Model explanation. (a) Predictions of
the trained RF regressor
model on the test set. On the ordinate, WA values for SPs belonging
to the test set and measured with the NLR-based amylase assay are
reported; on the abscissa, their WA values predicted with the trained
RF model are displayed. Note that measurements and prediction show
a high degree of agreement with a calculated MSE of 1.22 WA, thus
indicating a good performance of the generated RF model. The dashed
line represents the ideal situation where all predicted and measured
values would align. (b) SHAP summary plot of the 20 most impactful
features: GRAVY_SP, overall SP hydrophobicity; –1_A, Ala at −1 of the AxA cleavage site; A_C, frequency of Ala in the C-region; P_C, frequency
of helix-breaking Pro in the C-region; Q_Ac, frequency
of glutamine in the Ac-region; pI_C, pI of the C-region; Turn_C indicates a helix-breaking residue at the end of the
H-region; Bomanlnd, protein–protein interaction
in the SP; Gravy_C, hydrophobicity of the C-region; Flexibility_N, measure for flexibility and charge in the N-region; G_H, frequency of Gly in the H-region; Ez_Ac,
potential for Ac-region insertion in lipid membranes; Length_SP, overall length of the SP; amyQ_mfe_SP, minimum folding
energy of the RNA secondary structure encoded by the sp-amyQ gene fusion; Charge_SP, charge of the SP; Kytedoolittle_N, hydrophobicity of amino acids in the N-region; G_C, frequency of Gly in the C-region; I_C, frequency of
Ile in the C-region; CAI_RSCU_SP, codon adaptation index
of the SP; Mfe_C, minimum folding energy of the RNA secondary
structure in the C-region-encoding sequence (for full descriptions,
see Supporting Information Table S2).
A high dispersion of SHAP values on the abscissa indicates a broad
effect of the respective feature on the model. Each data point represents
a specific SP, the color of the data point indicates the value of
that feature in the feature-specific scale, and the position on the
abscissa indicates the SHAP value for that particular feature. SHAP
values for the whole data set sum up to the base value of the model
(4.45 WA, average model output calculated over the 4421 selected SPs).
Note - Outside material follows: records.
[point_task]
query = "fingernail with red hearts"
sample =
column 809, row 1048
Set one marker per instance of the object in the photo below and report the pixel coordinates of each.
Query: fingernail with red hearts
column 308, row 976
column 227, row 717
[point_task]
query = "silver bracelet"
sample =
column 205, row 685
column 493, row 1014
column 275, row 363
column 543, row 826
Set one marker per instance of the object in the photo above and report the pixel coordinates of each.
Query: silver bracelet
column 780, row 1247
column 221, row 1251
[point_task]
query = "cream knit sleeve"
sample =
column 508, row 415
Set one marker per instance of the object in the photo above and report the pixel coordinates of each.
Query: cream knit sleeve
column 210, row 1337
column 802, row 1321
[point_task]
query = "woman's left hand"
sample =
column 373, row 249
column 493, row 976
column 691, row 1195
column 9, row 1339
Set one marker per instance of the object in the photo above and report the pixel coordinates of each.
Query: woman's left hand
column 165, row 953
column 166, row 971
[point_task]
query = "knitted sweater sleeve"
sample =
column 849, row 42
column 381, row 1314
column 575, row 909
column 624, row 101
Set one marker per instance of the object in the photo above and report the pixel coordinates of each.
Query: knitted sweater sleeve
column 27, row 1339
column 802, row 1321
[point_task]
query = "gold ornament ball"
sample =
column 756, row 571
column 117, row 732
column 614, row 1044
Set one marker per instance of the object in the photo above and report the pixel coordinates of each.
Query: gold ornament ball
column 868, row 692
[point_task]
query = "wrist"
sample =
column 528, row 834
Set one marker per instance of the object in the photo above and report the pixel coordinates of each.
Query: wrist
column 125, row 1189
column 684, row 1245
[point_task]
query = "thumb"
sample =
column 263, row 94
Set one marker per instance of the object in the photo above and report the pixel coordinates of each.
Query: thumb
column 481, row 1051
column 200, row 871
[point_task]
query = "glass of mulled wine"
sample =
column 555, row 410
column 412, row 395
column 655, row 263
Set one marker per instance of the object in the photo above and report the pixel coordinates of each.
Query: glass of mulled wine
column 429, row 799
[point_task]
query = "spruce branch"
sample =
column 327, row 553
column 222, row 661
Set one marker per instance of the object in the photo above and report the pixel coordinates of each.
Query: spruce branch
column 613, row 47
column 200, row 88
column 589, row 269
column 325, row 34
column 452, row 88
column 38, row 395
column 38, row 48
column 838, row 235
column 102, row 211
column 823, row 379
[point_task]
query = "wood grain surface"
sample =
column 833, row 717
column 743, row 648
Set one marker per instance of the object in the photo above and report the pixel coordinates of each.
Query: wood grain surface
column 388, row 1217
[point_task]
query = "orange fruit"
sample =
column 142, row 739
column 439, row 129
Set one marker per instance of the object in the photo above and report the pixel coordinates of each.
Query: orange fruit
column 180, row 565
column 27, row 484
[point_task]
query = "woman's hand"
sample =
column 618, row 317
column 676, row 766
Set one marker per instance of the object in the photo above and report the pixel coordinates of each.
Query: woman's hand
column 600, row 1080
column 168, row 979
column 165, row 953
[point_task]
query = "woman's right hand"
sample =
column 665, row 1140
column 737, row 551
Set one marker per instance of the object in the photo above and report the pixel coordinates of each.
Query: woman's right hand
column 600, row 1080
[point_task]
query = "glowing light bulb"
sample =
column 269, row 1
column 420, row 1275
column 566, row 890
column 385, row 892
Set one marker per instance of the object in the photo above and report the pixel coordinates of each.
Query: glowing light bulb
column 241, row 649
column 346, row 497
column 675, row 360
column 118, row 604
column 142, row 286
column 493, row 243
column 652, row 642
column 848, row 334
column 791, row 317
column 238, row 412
Positive SHAP values indicate a negative impact on the model outcome
and vice versa. Cartoons on the right highlight the corresponding
SP parts of each particular feature. (c) SHAP-dependence plot for
“GRAVY_SP”, which is a two-dimensional representation
of the information summarized by the first line of panel b. The GRAVY
index is represented on the abscissa: negative values indicate low
hydrophobicity, and positive ones indicate high hydrophobicity. On
the ordinate, SHAP values are displayed: negative values indicate
a beneficial effect on protein secretion, and positive ones indicate
a detrimental effect. Vertical dispersion of SHAP values for similar
GRAVY indexes can be explained through the interaction effect between
features (described by SHAP interaction values, summarized in Supporting
Information Figure S7 and Supporting Information Figure S8). To exemplify, the high variability
visible in the negative range of the GRAVY index is to be attributed
mainly to the feature “–1_A” (Supporting Information Figure S6). The data imply that a very low hydrophobicity
will have a strong negative impact on protein secretion, while a GRAVY
index value of around 1.0 will be most favorable for protein secretion.